Themasessie 2
Milieu-impact van onderhoud en renovatie
Ad Straub Integrale duurzaamheid bij renovatie
De milieueffecten van Passief renoveren
Meetbaar maken van de milieueffecten van planmatig onderhoud met GPR Onderhoud
Integrale duurzaamheid?
Vaak ligt de focus van een eigenaar en/of
beheerder van vastgoed op slechts één milieueffect, namelijk CO2-emissies, maar er zijn veel meer effecten op milieu en gezondheid die door een levenscyclusanalyse (LCA) berekend worden.
Schema: de aspecten van een levenscyclusanalyse (Straub)
Binnen dit onderzoeksproject zijn onder meer levenscyclusanalyses van dakbedekkingen gemaakt. Vergeleken zijn: PVC, EPDM, APP en SBS gemodificeerd bitumen en wit bitumen, waarbij de
dakafwerking geschroefd, verlijmd, gebrand of geballast (met grind of betontegels) is. De beste keus op basis van deze LCA blijkt te zijn: PVC geschroefd of geballast met grind.
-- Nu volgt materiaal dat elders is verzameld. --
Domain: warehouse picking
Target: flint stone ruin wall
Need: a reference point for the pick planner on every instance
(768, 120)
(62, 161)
Ook is een LCA van isolatiematerialen gemaakt, met als beste keus: Cellulosevezels en Geëxpandeerd Polystyreen (EPS) oftewel ‘piepschuim. Echter, de keuze van een isolatiemateriaal is ook afhankelijk van de dikte van het pakket en de massa voor gewenste geluidsisolatie. Bij renoveren ligt de optimale R-waarde van de gebouwschil bij 7. De optimale R-waarde is lager bij een korte exploitatietermijn (10-20 jaar) en voor materialen met een hoge milieubelasting. Overigens is niet met neveneffecten bij deze of nog dikkere pakketten gerekend, zoals het eventueel vervallen van installatiecomponenten wanneer je de principes van passiefhuisrenovatie toepast.
Foto’s: Isolatiematerialen
Het instrument GPR Onderhoud maakt milieueffecten meetbaar. De materiaal-gebonden
milieubelasting van onderhoudsscenario’s op basis van levenscyclusanalyse (LCA) kan worden doorgerekend. Zo kan men onderhoudsscenario’s vergelijken, een scenario optimaliseren, door bijvoorbeeld andere materialen of cycli toe te passen, en scenario’s spiegelen aan een benchmark voor hetzelfde type woning.
Wat leert het gebruik van instrumenten als GPR Onderhoud over duurzaam onderhoud en renovatie?
Breng isolatie aan, installeer energiebesparende installaties en installeer PV-panelen.
Verleng de onderhoudscycli door verlenging van de levensduur van bouwdelen.
Gebruik duurzame materialen.
Verminder het transport naar de bouwplaats (kortere afstand, minder vaak).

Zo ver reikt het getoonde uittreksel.